À la faveur de sa visite de travail en Côte d’Ivoire, le vice-président de la Banque européenne d’investissement, Ambroise Fayolle a signé avec la Compagnie financière africaine (COFINA), pour le développement du secteur agricole dans la région de San-Pedro.
Le séjour en terre ivoirienne du vice-président de la Banque européenne d’investissement (BEI), Ambroise Fayolle a été sanctionné, le jeudi 2 mai 2024 à San-Pedro, par la signature d’une convention avec un établissement financier qui accompagne les coopératives agricoles, notamment dans la filière café-cacao.
« Dans le cadre de ce partenariat, 24 coopératives agricoles sont déjà bénéficiaires, dont 22 dans le secteur du cacao et environ 6. 000 emplois de Petites et moyennes entreprises (PME) et d’Entreprises de taille intermédiaire (ETI) seront soutenus (…) Cet accord inclut des objectifs ambitieux en matière d’action climatique, de durabilité environnementale et d’inclusion financière, notamment pour les femmes.

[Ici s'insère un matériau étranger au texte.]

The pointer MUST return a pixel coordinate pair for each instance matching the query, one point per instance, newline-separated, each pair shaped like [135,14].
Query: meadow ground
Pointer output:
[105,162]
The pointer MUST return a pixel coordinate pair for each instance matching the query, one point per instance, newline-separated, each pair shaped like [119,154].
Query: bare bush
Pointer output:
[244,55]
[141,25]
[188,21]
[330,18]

Il participe aux Initiatives « Equipe Europe » sur le cacao durable et la transition bas carbone, ainsi qu’aux initiatives « Global Gateway » sur le développement de systèmes alimentaires durables et la sauvegarde des forêts », a justifié Ambroise Fayolle.

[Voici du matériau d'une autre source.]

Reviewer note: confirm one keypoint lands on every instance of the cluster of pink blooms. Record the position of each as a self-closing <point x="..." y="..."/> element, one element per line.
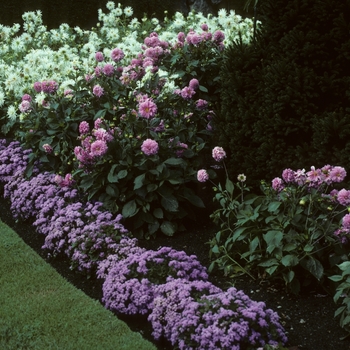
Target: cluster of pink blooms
<point x="313" y="178"/>
<point x="47" y="148"/>
<point x="66" y="181"/>
<point x="218" y="153"/>
<point x="149" y="147"/>
<point x="195" y="39"/>
<point x="46" y="86"/>
<point x="25" y="105"/>
<point x="94" y="145"/>
<point x="146" y="107"/>
<point x="98" y="90"/>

Une enveloppe de 16, 5 milliards de FCFA
Le vice-président de la BEI a ajouté qu’en septembre 2023, son institution a conclu un partenariat financier de 25 millions d’euros, soit 16, 5 milliards de FCFA, pour renforcer le soutien au secteur privé dans les chaines de valeur agricoles, dont 16 millions d’euros en Côte d’Ivoire, soit 10,5 milliards de FCFA FCFA. « 24 prêts ont été déjà octroyés à des coopératives agricoles éligibles pour la BEI, dont 22 dans le secteur du cacao, représentant un montant total cumulé de près 2, 1 millions d’euros (1, 4 milliards de FCFA) », a-t-il précisé.
Le directeur général de COFINA, Amed Sié Touré a salué la bonne collaboration avec la BEI. « Nous finançons les entreprises locales pour en faire des champions nationaux. Nous sommes dans notre rôle. Nous ne finançons pas les coopératives qui ne sont pas certifiées, c’est pourquoi nous encourageons nos entreprises à la certification, à travers notre assistance, en termes de formation, de sensibilisation et de contribution à l’autonomisation des femmes », a-t-il dit.